Moi, ce dont j'ai hâte, c'est du mois d'août. Les rares soirées où la nuit ne m'aura pas trop fait boire, je me coucherai peu après minuit pour mettre mon réveil à dix heures. Je me lèverai alors, j'embrasserai Jude qui dormira encore à côté de moi, je m'habillerais d'un t-shirt et d'une culotte parce qu'il fera très chaud dans notre appartement. J'irai à la cuisine faire du café, je le verserai dans une belle tasse en porcelaine, j'y mettrai deux sucres et je m'installerai sur la terrasse avec un gros livre qui me fera mal aux bras. Sonia, déjà levée depuis des heures me rejoindra pour me demander comment j'ai dormi et puis le chat - un petit chat tout gris - viendra nous réclamer des croquettes et des câlins. Je tournerai les pages au fur et à mesure que le soleil me hâlera doucement la peau, il y aura des melons frais dans le frigo et j'en piquerai un pour le manger en finissant mon douzième chapitre. Le cendrier sera déjà rempli, la deuxième tasse de café bue.
A midi trente les portes de ma chambre et celle d'Aurélien s'ouvriront quasi simultanément parce que l'odeur de la tarte aux légumes qu'on a préparées avec Sonia aura pénétré dans leurs narines. Et précipitamment on s'assiéra à table, couverts en mains, salive en bouche, pour remplir nos estomacs. Puis au dessert Aurélien m'accusera d'avoir mangé le melon qu'il voulait et on rira ensemble comme des heureux personnages de films.

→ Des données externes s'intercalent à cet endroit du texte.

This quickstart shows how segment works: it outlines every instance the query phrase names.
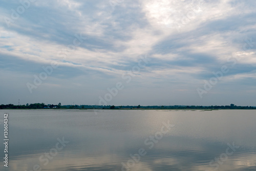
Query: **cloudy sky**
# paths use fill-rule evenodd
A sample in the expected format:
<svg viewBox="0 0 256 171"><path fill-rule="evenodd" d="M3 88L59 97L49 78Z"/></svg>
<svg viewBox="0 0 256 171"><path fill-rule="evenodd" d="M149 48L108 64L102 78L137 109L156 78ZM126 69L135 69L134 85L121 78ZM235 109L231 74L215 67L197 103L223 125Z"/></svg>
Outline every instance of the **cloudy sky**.
<svg viewBox="0 0 256 171"><path fill-rule="evenodd" d="M0 104L256 106L254 0L0 1Z"/></svg>

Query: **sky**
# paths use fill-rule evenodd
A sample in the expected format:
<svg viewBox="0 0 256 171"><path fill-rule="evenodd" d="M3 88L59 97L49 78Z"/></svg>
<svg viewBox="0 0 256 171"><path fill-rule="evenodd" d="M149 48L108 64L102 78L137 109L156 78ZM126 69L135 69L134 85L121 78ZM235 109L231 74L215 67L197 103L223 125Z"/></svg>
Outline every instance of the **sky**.
<svg viewBox="0 0 256 171"><path fill-rule="evenodd" d="M256 106L254 0L0 2L0 104Z"/></svg>

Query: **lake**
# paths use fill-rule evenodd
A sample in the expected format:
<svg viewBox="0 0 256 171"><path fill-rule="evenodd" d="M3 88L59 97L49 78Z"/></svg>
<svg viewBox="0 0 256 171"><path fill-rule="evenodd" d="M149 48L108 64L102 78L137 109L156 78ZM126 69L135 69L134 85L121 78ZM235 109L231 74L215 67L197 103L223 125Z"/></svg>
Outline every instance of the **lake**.
<svg viewBox="0 0 256 171"><path fill-rule="evenodd" d="M255 110L0 112L1 170L256 170Z"/></svg>

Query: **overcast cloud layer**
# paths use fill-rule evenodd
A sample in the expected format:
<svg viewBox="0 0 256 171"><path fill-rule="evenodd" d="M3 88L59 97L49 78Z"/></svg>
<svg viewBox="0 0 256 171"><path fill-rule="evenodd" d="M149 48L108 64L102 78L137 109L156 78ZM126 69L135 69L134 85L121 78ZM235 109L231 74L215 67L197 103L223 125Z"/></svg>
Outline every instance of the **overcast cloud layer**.
<svg viewBox="0 0 256 171"><path fill-rule="evenodd" d="M254 0L21 2L1 1L0 104L256 106Z"/></svg>

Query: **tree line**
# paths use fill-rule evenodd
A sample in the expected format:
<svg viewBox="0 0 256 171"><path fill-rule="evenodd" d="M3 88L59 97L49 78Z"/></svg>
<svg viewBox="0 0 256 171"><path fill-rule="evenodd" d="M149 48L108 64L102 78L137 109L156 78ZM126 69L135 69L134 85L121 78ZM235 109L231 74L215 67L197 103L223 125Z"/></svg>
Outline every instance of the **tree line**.
<svg viewBox="0 0 256 171"><path fill-rule="evenodd" d="M256 109L256 106L237 106L234 104L229 105L63 105L32 103L26 105L14 105L13 104L1 104L0 109L172 109L172 110L217 110L217 109Z"/></svg>

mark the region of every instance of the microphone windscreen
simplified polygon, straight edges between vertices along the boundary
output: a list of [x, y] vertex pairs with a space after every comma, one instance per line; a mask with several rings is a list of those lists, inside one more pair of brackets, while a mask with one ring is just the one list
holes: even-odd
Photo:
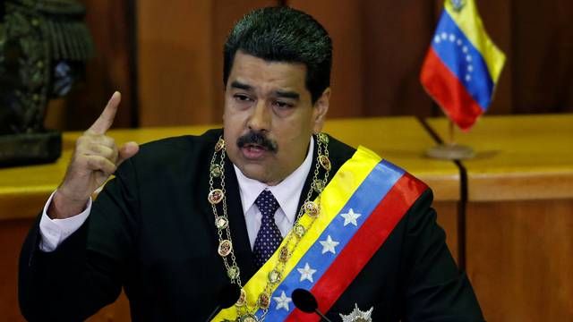
[[293, 291], [291, 298], [293, 299], [295, 306], [303, 312], [312, 313], [319, 307], [314, 295], [304, 289], [296, 289]]
[[221, 309], [230, 308], [239, 300], [241, 288], [239, 285], [230, 284], [225, 285], [218, 293], [218, 305]]

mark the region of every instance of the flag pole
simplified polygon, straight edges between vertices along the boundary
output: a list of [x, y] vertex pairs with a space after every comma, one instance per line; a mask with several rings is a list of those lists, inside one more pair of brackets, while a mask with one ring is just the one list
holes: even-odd
[[455, 130], [454, 123], [449, 119], [447, 141], [430, 148], [426, 151], [426, 155], [430, 157], [442, 160], [461, 160], [475, 157], [475, 152], [472, 148], [456, 143], [454, 138]]
[[454, 140], [454, 123], [451, 121], [451, 119], [449, 119], [449, 142], [448, 142], [448, 144], [450, 146], [455, 146], [456, 141]]

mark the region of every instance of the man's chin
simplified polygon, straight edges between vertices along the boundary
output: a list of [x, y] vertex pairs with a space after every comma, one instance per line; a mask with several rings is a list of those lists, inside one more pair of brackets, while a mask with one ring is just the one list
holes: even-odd
[[273, 182], [274, 180], [271, 178], [271, 175], [269, 175], [269, 171], [267, 170], [267, 167], [261, 164], [249, 163], [246, 165], [236, 165], [241, 171], [241, 173], [243, 174], [243, 175], [244, 175], [249, 179], [256, 180], [260, 182], [263, 182], [268, 185], [276, 184]]

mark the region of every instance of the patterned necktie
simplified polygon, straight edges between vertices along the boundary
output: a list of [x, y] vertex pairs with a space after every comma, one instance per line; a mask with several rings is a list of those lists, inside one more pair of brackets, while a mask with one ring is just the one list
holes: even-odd
[[275, 212], [278, 209], [278, 201], [269, 191], [261, 192], [254, 203], [262, 214], [261, 228], [254, 241], [254, 263], [257, 267], [262, 267], [264, 263], [277, 250], [283, 240], [277, 224], [275, 224]]

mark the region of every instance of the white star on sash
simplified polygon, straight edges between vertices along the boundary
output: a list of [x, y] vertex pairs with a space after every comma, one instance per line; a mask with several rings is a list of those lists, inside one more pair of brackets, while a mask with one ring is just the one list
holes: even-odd
[[283, 291], [280, 296], [273, 297], [273, 300], [277, 301], [277, 307], [275, 308], [275, 309], [285, 309], [286, 311], [290, 310], [290, 308], [288, 307], [288, 303], [291, 302], [293, 300], [291, 300], [291, 298], [289, 297], [286, 297], [286, 294], [285, 294], [285, 291]]
[[344, 226], [346, 227], [346, 225], [348, 224], [352, 224], [355, 226], [358, 226], [358, 223], [356, 223], [356, 219], [361, 216], [361, 214], [355, 214], [355, 211], [350, 208], [350, 210], [348, 210], [347, 213], [346, 214], [340, 214], [340, 216], [342, 216], [344, 218]]
[[311, 268], [308, 263], [304, 265], [304, 268], [296, 268], [296, 270], [301, 274], [301, 280], [299, 282], [309, 280], [311, 283], [314, 283], [312, 274], [316, 273], [316, 269]]
[[326, 253], [327, 251], [329, 251], [333, 254], [337, 253], [334, 248], [337, 247], [339, 242], [333, 241], [330, 235], [327, 237], [326, 241], [320, 241], [320, 242], [321, 245], [322, 245], [322, 254]]

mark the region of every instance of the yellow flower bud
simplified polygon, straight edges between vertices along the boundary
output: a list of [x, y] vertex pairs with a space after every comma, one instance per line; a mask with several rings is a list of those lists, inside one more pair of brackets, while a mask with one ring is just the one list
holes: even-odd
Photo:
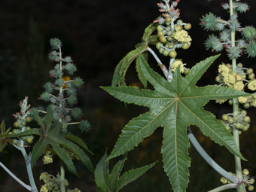
[[181, 73], [184, 73], [184, 66], [181, 61], [180, 60], [175, 60], [172, 64], [172, 71], [175, 72], [176, 71], [176, 68], [180, 65], [179, 67], [179, 71]]
[[235, 83], [233, 85], [233, 88], [237, 90], [242, 90], [244, 87], [245, 87], [245, 85], [242, 83], [242, 81], [238, 81]]
[[254, 79], [253, 81], [251, 81], [248, 84], [248, 88], [251, 90], [256, 90], [256, 79]]

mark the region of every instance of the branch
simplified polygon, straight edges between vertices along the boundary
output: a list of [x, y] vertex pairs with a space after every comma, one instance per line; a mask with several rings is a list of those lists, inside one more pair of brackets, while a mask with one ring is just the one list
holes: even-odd
[[10, 171], [2, 162], [0, 162], [0, 166], [6, 171], [16, 181], [17, 181], [19, 184], [20, 184], [22, 186], [23, 186], [26, 189], [31, 191], [32, 188], [29, 185], [25, 184], [23, 181], [22, 181], [20, 178], [18, 178], [14, 173], [12, 173], [11, 171]]
[[209, 156], [209, 154], [203, 150], [203, 148], [201, 147], [201, 145], [197, 142], [197, 139], [194, 137], [194, 136], [192, 133], [192, 131], [189, 126], [187, 126], [187, 132], [188, 132], [188, 138], [194, 145], [194, 147], [197, 149], [197, 152], [202, 156], [202, 157], [207, 162], [208, 164], [209, 164], [216, 172], [220, 173], [222, 176], [230, 181], [231, 182], [237, 184], [239, 183], [239, 179], [232, 175], [230, 173], [224, 170], [221, 166], [220, 166], [218, 164], [217, 164], [216, 162], [215, 162], [211, 157]]

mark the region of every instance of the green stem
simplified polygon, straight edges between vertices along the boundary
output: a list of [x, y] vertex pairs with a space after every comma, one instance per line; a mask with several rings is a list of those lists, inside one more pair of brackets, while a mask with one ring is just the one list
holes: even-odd
[[61, 160], [61, 163], [60, 163], [60, 181], [62, 181], [60, 183], [60, 191], [61, 192], [66, 191], [66, 187], [64, 185], [64, 180], [65, 180], [65, 168], [64, 168], [64, 163]]
[[32, 170], [32, 166], [31, 166], [31, 157], [30, 156], [29, 157], [26, 152], [26, 150], [24, 148], [20, 148], [20, 151], [23, 154], [26, 163], [26, 172], [28, 173], [29, 176], [29, 183], [31, 185], [31, 191], [32, 192], [37, 192], [38, 189], [36, 187], [35, 180], [34, 180], [34, 176], [33, 176], [33, 172]]
[[[233, 14], [233, 0], [230, 0], [230, 18]], [[236, 32], [234, 30], [231, 30], [231, 47], [234, 47], [236, 46]], [[233, 72], [236, 72], [236, 58], [232, 59], [232, 70]], [[239, 103], [237, 99], [233, 99], [233, 115], [237, 115], [239, 113]], [[236, 144], [239, 149], [239, 130], [236, 129], [236, 127], [233, 126], [233, 136]], [[235, 164], [236, 164], [236, 176], [239, 178], [240, 181], [242, 181], [242, 165], [241, 165], [241, 159], [235, 155]], [[246, 191], [245, 185], [243, 183], [241, 183], [237, 188], [237, 192], [245, 192]]]
[[219, 192], [222, 191], [227, 189], [232, 189], [232, 188], [236, 188], [237, 184], [227, 184], [222, 186], [220, 186], [217, 188], [215, 188], [213, 190], [209, 190], [208, 192]]
[[[59, 70], [62, 71], [62, 52], [61, 52], [61, 47], [59, 46]], [[59, 86], [59, 94], [62, 93], [62, 86]], [[59, 103], [59, 108], [62, 107], [61, 103]], [[62, 122], [62, 120], [59, 119], [59, 122]], [[61, 192], [66, 192], [66, 187], [64, 185], [64, 180], [65, 180], [65, 168], [64, 168], [64, 163], [62, 160], [60, 160], [60, 181], [62, 181], [60, 183], [60, 191]]]
[[31, 191], [31, 187], [25, 184], [23, 181], [18, 178], [11, 171], [8, 169], [2, 162], [0, 162], [0, 166], [2, 166], [5, 171], [6, 171], [16, 181], [23, 186], [26, 190]]
[[227, 172], [225, 169], [224, 169], [221, 166], [220, 166], [218, 164], [217, 164], [216, 162], [215, 162], [211, 157], [209, 156], [209, 154], [203, 150], [203, 148], [201, 147], [201, 145], [197, 142], [197, 139], [193, 135], [193, 133], [190, 127], [187, 127], [187, 133], [188, 133], [188, 138], [190, 141], [193, 146], [196, 148], [197, 152], [201, 155], [201, 157], [206, 161], [209, 166], [211, 166], [216, 172], [220, 173], [222, 176], [225, 177], [227, 179], [230, 181], [231, 182], [237, 184], [239, 182], [239, 179]]

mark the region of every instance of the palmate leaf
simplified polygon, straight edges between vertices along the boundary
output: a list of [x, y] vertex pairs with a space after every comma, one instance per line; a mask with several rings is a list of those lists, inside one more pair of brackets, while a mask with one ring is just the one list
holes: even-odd
[[108, 156], [105, 154], [94, 171], [95, 181], [98, 187], [96, 191], [117, 192], [125, 185], [139, 178], [157, 163], [157, 162], [154, 162], [151, 164], [127, 171], [120, 176], [124, 162], [127, 159], [126, 154], [123, 157], [122, 160], [117, 161], [111, 173], [109, 173], [109, 162], [105, 162]]
[[89, 170], [93, 170], [93, 166], [89, 157], [78, 146], [80, 145], [90, 152], [87, 145], [80, 138], [62, 130], [62, 124], [59, 120], [53, 120], [53, 108], [50, 105], [47, 107], [47, 114], [43, 118], [38, 115], [35, 109], [32, 110], [32, 114], [41, 126], [40, 128], [33, 128], [10, 136], [11, 138], [29, 135], [38, 135], [40, 136], [32, 148], [31, 157], [32, 165], [43, 154], [47, 146], [50, 145], [55, 154], [64, 162], [68, 169], [72, 173], [77, 175], [74, 163], [69, 157], [67, 150], [75, 154]]
[[[151, 35], [156, 29], [157, 26], [154, 23], [150, 24], [144, 32], [144, 35], [142, 38], [142, 42], [136, 46], [136, 49], [129, 52], [117, 64], [113, 75], [112, 86], [123, 85], [125, 75], [128, 70], [129, 66], [136, 59], [139, 53], [143, 53], [147, 50], [148, 44], [155, 44], [157, 41], [157, 35]], [[138, 71], [138, 75], [143, 85], [145, 85], [145, 78], [143, 75]]]
[[185, 78], [181, 77], [178, 68], [172, 81], [168, 82], [154, 72], [139, 56], [141, 69], [155, 90], [131, 87], [102, 87], [123, 102], [150, 108], [148, 112], [133, 118], [126, 125], [107, 160], [132, 150], [157, 127], [163, 126], [161, 152], [164, 170], [173, 190], [184, 191], [188, 184], [190, 163], [187, 134], [189, 125], [198, 126], [205, 136], [244, 159], [222, 122], [206, 111], [203, 106], [211, 99], [227, 99], [248, 94], [216, 85], [196, 86], [197, 81], [217, 57], [212, 56], [199, 62]]

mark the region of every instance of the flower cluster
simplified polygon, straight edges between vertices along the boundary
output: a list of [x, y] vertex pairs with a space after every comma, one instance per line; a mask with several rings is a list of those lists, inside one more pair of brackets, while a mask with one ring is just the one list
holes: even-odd
[[[230, 172], [231, 175], [236, 176], [236, 174]], [[254, 182], [255, 180], [253, 178], [250, 178], [249, 176], [249, 171], [247, 169], [242, 169], [242, 176], [243, 176], [243, 181], [245, 182], [245, 187], [247, 187], [248, 191], [252, 191], [254, 190], [254, 187], [252, 185]], [[230, 181], [224, 177], [222, 177], [221, 178], [221, 182], [223, 184], [230, 184], [232, 183]]]
[[[28, 100], [29, 99], [26, 96], [22, 102], [20, 102], [20, 111], [13, 114], [13, 116], [16, 118], [14, 126], [17, 129], [13, 129], [8, 134], [16, 134], [30, 130], [30, 127], [26, 126], [26, 123], [32, 120], [32, 117], [30, 117], [31, 105], [30, 104], [28, 104]], [[13, 139], [13, 142], [17, 146], [21, 146], [24, 144], [32, 144], [33, 142], [33, 136], [23, 136], [19, 139]]]
[[[60, 179], [60, 176], [58, 174], [56, 177], [49, 174], [47, 172], [41, 173], [39, 180], [43, 180], [44, 184], [41, 186], [40, 192], [58, 192], [60, 191], [60, 184], [64, 182], [64, 186], [66, 187], [69, 187], [69, 181], [65, 179], [63, 181]], [[74, 190], [69, 190], [70, 192], [80, 192], [77, 188]]]
[[239, 130], [242, 133], [242, 131], [247, 131], [250, 127], [251, 118], [247, 116], [245, 110], [239, 111], [238, 114], [234, 115], [233, 114], [227, 114], [222, 115], [222, 120], [227, 125], [226, 128], [228, 130], [231, 130], [232, 127]]
[[[256, 79], [253, 69], [245, 68], [242, 63], [237, 64], [234, 71], [230, 64], [221, 63], [218, 66], [218, 75], [215, 80], [221, 86], [229, 87], [237, 90], [244, 90], [246, 87], [252, 91], [256, 90]], [[250, 106], [256, 107], [255, 94], [241, 96], [238, 101], [244, 105], [245, 108]]]
[[[222, 8], [229, 10], [227, 3], [223, 4]], [[248, 10], [246, 3], [233, 2], [234, 13], [229, 20], [209, 13], [201, 18], [200, 25], [206, 30], [217, 31], [219, 35], [211, 35], [206, 41], [206, 49], [212, 51], [221, 51], [225, 49], [230, 59], [237, 59], [243, 53], [248, 56], [256, 56], [256, 29], [253, 26], [242, 27], [238, 21], [237, 13], [244, 13]], [[236, 31], [241, 33], [241, 39], [236, 41], [235, 46], [231, 45], [230, 32]]]
[[175, 58], [177, 56], [176, 48], [188, 49], [191, 44], [192, 39], [186, 31], [191, 28], [191, 24], [178, 20], [180, 12], [175, 7], [179, 1], [171, 4], [169, 0], [163, 2], [163, 3], [157, 4], [162, 16], [154, 21], [158, 23], [159, 42], [156, 47], [161, 54]]
[[[62, 56], [60, 40], [53, 38], [50, 44], [53, 51], [49, 54], [49, 59], [57, 62], [50, 72], [50, 77], [54, 81], [44, 84], [45, 91], [39, 99], [52, 103], [55, 109], [54, 118], [62, 123], [66, 130], [72, 118], [81, 120], [82, 110], [74, 105], [78, 103], [77, 92], [83, 87], [84, 81], [80, 78], [70, 78], [77, 68], [70, 56]], [[84, 120], [80, 120], [79, 124], [82, 131], [89, 130], [90, 126], [89, 122]]]

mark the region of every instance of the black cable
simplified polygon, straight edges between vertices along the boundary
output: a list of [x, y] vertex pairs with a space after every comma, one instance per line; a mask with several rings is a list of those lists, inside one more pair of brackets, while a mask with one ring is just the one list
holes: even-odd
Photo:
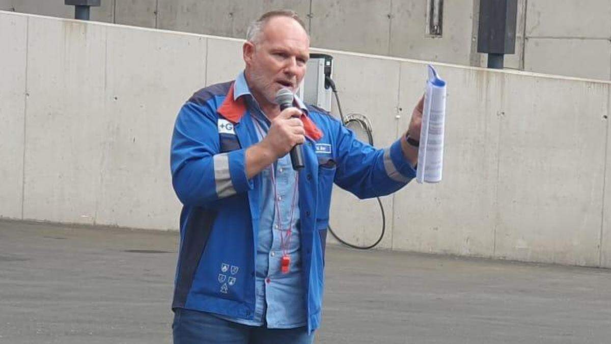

J'ai hâte de ces après-midis libres. Peut être même qu'on aura un tout petit jardin où pousseront des fleurs et des salades. Peut-être qu'il y aura ce jour là une nouvelle expositions au musée Beaubourg et qu'on décidera d'y aller, après tout nous n'aurons qu'à prendre le métro. Mais moi, je ne voudrai pas. arroser les plantes, je ne voudrai pas voir des tableaux, moi, je voudrai lire mes livres. J'ai une demi centaine de blocs de papier précieux qui m'attendent impatiemment sur mon étagère. Je voudrais les serrer dans mes bras les embrasser et les lire tous en même temps pour ne pas les rendre jaloux. Je voudrais tous les mettre dans mon sac, sous mon oreiller, dans mon café du matin,. Je ne veux plus les laisser mourir. je veux les manger.